Results: In this study, using a modified version of the LCDM medium, we successfully generated iPS cells from both PCs and PEFs.   Both PC-iPS and PEF-iPS cells maintained the stable "dome-shaped" morphology and genome stability after long-term culture.   The immunocytochemistry analyses revealed that both PC-iPS and PEF-iPS cells expressed OCT4, SOX2, and SALL4, but only PC-iPS cells expressed NANOG and TRA-1-81 (faint).   PC-iPS and PEF-iPS cells could be differentiated into cell derivatives of all three primary germ layers in vitro.   The transcriptome analysis showed that PEF-iPS and PC-iPS cells clustered with pig ICM, Heatmap and volcano plot showed that there were 1475 differentially expressed genes (DEGs) between PC-iPS and PEF-iPS cells (adjusted p value < 0.1), and the numbers of upregulated genes and downregulated genes in PC-iPS cells were 755 and 720, respectively.   Upregulated genes were enriched with GO terms including regulation of stem cell differentiation, proliferation, development, and maintenance.   And KEGG pathway enrichment in upregulated genes revealed Wnt, Jak-STAT, TGF-β, P53, and MAPK stem cell signaling pathways.   Fluorescence microscopy and genomic PCR analyses using pig mtDNA-specific and GFP primers showed that the PC-iPS cell derivatives could be detected in both mouse and pig pre-implantation blastocysts and post-implantation conceptuses.   Quantitative analysis via flow cytometry revealed that the chimeric contribution of pig PC-iPS cells in mouse conceptus was up to 0.04%.

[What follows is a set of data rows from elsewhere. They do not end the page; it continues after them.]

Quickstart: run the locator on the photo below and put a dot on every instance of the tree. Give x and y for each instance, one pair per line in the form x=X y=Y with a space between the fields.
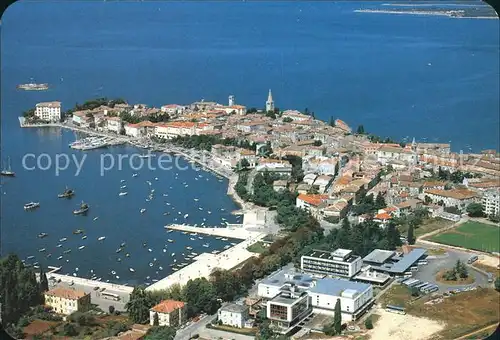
x=475 y=210
x=44 y=283
x=410 y=237
x=369 y=323
x=160 y=333
x=380 y=201
x=337 y=318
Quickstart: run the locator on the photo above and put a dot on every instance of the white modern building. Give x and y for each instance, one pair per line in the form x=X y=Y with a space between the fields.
x=49 y=111
x=459 y=198
x=491 y=202
x=339 y=263
x=354 y=297
x=233 y=315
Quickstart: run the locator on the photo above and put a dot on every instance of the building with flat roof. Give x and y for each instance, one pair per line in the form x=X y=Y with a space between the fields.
x=233 y=315
x=339 y=263
x=355 y=297
x=170 y=313
x=391 y=262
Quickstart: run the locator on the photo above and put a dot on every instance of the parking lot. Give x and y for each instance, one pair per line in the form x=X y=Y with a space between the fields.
x=427 y=273
x=96 y=296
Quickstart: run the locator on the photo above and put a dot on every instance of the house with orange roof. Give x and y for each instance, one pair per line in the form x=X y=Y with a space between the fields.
x=459 y=198
x=170 y=313
x=67 y=300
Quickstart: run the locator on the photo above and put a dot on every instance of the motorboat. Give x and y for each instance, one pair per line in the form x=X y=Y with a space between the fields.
x=67 y=193
x=84 y=207
x=31 y=205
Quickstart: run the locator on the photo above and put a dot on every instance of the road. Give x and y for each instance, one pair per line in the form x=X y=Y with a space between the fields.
x=95 y=295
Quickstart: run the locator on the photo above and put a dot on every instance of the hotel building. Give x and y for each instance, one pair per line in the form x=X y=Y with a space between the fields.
x=49 y=111
x=66 y=301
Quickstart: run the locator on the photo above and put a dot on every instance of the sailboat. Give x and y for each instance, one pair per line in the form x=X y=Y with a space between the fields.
x=7 y=171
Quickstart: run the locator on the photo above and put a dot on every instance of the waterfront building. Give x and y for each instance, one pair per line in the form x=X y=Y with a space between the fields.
x=295 y=115
x=170 y=313
x=233 y=315
x=491 y=202
x=292 y=296
x=387 y=154
x=459 y=198
x=393 y=263
x=114 y=124
x=355 y=297
x=49 y=111
x=269 y=102
x=276 y=166
x=339 y=263
x=66 y=301
x=312 y=203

Conclusions: Our findings demonstrate that stable iPS cells could be generated in LCDM medium, which could give rise to both embryonic and extraembryonic cells in vivo.   However, the efficiency and level of chimeric contribution of pig LCDM-iPS cells were found low.

摘要

背景:豬已經成為生物醫學研究中****的大型動物模型之一，在許多情況下，豬被認為是嚙齒動物模型的優越選擇。此外，使用豬多能干細胞衍生物的移植研究可以作為人體試驗之前安全性和有效性的測試平臺。最近有研究表明，小鼠和人PS細胞在LCDM(重組人LIF、CHIR 99021、(S)-(+)-馬酸二甲基丁烯、鹽酸米諾環素)培養基中培養，表現出擴展的發育潛力(被稱為擴展多能干細胞，或EPS細胞)，可以在嵌合小鼠受孕過程中產生胚胎和胚胎外組織。LCDM培養基能否產生穩定的豬誘導多能干細胞及其嵌合能力尚不清楚。

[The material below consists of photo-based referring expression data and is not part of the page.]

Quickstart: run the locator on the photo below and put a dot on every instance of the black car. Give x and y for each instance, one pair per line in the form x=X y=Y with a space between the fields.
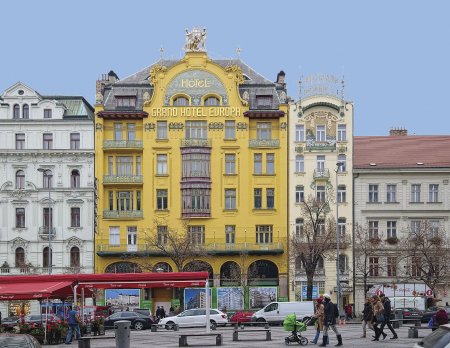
x=138 y=321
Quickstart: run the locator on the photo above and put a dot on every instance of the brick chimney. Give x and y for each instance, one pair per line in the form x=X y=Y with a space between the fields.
x=398 y=132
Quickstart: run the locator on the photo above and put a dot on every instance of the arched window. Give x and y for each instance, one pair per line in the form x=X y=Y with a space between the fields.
x=75 y=179
x=25 y=111
x=74 y=257
x=20 y=179
x=16 y=111
x=181 y=101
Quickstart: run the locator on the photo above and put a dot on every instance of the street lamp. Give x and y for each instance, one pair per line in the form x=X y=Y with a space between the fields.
x=339 y=165
x=46 y=173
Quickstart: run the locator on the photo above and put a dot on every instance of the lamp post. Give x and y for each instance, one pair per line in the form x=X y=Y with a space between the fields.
x=338 y=278
x=46 y=173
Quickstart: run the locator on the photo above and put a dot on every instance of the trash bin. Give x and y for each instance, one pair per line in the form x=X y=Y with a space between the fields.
x=122 y=329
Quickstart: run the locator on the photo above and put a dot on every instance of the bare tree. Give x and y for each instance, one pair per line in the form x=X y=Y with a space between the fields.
x=428 y=254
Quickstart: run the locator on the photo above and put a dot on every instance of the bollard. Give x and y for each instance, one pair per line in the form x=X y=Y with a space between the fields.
x=122 y=329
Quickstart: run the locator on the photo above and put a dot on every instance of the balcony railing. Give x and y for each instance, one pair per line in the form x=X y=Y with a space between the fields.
x=123 y=214
x=196 y=143
x=43 y=233
x=122 y=144
x=123 y=179
x=257 y=143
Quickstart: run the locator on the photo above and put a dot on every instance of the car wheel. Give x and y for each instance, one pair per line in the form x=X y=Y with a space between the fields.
x=138 y=325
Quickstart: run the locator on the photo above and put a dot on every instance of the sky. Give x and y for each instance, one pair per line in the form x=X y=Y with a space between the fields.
x=394 y=54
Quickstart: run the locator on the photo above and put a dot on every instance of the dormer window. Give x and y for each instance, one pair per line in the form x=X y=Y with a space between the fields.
x=128 y=101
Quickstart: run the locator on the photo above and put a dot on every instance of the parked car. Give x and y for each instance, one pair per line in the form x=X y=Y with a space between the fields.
x=138 y=321
x=437 y=339
x=18 y=340
x=195 y=317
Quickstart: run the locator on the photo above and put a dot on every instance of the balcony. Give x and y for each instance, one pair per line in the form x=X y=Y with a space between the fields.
x=123 y=214
x=264 y=143
x=196 y=143
x=122 y=144
x=123 y=179
x=323 y=174
x=43 y=233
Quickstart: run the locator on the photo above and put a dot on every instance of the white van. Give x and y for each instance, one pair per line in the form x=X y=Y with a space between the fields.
x=276 y=312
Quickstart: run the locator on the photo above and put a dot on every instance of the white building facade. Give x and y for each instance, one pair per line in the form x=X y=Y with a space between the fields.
x=46 y=185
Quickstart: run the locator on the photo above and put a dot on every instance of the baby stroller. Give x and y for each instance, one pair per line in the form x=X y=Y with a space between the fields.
x=296 y=327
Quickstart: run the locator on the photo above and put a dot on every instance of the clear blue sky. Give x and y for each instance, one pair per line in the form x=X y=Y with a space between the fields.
x=395 y=54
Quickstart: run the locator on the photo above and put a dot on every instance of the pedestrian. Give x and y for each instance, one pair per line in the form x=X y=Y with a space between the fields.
x=74 y=325
x=367 y=316
x=329 y=320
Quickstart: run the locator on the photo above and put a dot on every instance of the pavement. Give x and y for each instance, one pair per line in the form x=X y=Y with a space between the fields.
x=350 y=334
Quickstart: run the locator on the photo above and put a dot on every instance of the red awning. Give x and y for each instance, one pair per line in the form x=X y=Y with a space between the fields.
x=34 y=290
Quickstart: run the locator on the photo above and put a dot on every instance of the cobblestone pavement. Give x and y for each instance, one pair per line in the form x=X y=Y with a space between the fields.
x=350 y=333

方法:用編碼Oct4、Sox2、Klf4和cMyc重編程因子的逆轉錄病毒載體感染豬周細胞(PC)和胚胎成纖維細胞(PEFs)產生iPS細胞，然后在改良的LCDM培養基中培養。通過檢測多能性相關轉錄因子和表面標記物的表達、轉錄組分析以及體外和體內分化能力來表征PC-iPS和PEF-iPS細胞的多能性。用熒光顯微鏡、流式細胞術和PCR分析評估PC-iPS細胞對小鼠和豬受孕的嵌合貢獻。

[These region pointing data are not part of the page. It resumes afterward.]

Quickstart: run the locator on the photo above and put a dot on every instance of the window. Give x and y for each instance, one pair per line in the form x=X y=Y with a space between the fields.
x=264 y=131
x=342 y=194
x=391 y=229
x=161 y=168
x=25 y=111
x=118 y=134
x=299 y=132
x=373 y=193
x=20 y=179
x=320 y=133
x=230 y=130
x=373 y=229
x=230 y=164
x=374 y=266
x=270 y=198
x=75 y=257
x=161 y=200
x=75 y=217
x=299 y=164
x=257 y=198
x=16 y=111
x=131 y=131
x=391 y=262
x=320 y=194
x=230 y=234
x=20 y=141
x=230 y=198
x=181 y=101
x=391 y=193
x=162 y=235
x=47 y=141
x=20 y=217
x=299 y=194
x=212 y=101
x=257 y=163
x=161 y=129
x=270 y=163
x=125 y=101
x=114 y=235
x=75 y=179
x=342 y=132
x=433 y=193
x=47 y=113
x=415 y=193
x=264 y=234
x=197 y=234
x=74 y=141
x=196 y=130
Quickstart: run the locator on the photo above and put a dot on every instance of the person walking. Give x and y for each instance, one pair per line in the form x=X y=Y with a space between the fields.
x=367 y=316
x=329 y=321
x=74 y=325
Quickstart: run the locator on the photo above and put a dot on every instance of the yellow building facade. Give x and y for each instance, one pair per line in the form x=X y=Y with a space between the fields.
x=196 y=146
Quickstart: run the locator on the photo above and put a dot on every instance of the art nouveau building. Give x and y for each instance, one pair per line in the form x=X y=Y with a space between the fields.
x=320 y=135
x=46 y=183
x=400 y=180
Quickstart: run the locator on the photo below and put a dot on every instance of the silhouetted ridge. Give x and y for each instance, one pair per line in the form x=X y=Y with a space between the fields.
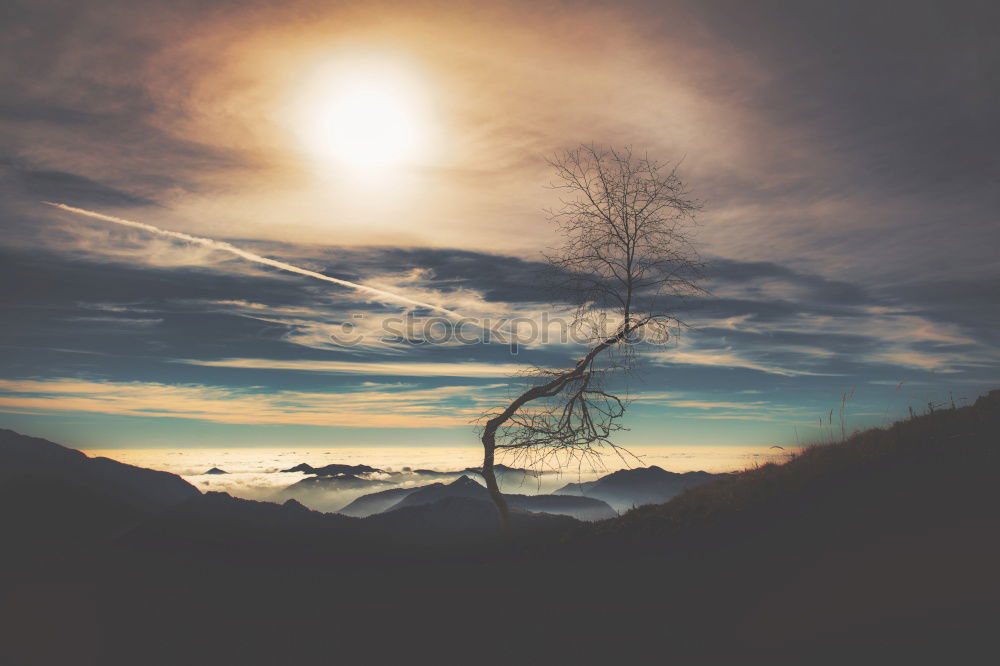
x=628 y=488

結果:在本研究中，使用改良版的LCDM培養基，我們成功地從pc和pef中生成了iPS細胞。PC-iPS和PEF-iPS細胞在長期培養后均保持穩定的“圓頂”形態和基因組穩定性。免疫細胞化學分析顯示，PC-iPS和PEF-iPS細胞均表達OCT4、SOX2和SALL4，但PC-iPS細胞僅表達NANOG和TRA-1-81(微弱)。PC-iPS和PEF-iPS細胞在體外均可分化為三種原胚層的細胞衍生物。轉錄組分析顯示，PEF-iPS細胞和PC-iPS細胞與豬ICM、Heatmap和volcano圖聚集，結果顯示PC-iPS細胞與PEF-iPS細胞之間差異表達基因(deg)為1475個(調整p值< 0.1)，PC-iPS細胞中差異表達基因的數量分別為755個和720個。上調的基因被富含氧化石墨烯，包括干細胞分化、增殖、發育和維持的調控。KEGG通路中表達上調基因的富集揭示了Wnt、Jak-STAT、TGF-β、P53、MAPK等干細胞信號通路。利用豬mtdna特異性引物和GFP引物進行熒光顯微鏡和基因組PCR分析表明，PC-iPS細胞衍生物可以在小鼠和豬著床前囊胚和著床后胚胎中檢測到。流式細胞術定量分析顯示，豬PC-iPS細胞在小鼠受孕中的嵌合貢獻高達0.04%。

結論:我們的研究結果表明，在LCDM培養基中可以產生穩定的iPS細胞，在體內可以產生胚胎細胞和胚胎外細胞。然而，豬LCDM-iPS細胞嵌合的效率和水平較低。

該論文中，誘導多能干細胞實驗（豬周細胞(PC)和胚胎成纖維細胞(PEFs)產生iPS細胞）的體外培養是使用Ausbian特級胎牛血清完成的。欲了解或購買Ausbian特級胎牛血清可以聯系北京締一生物400-166-8600.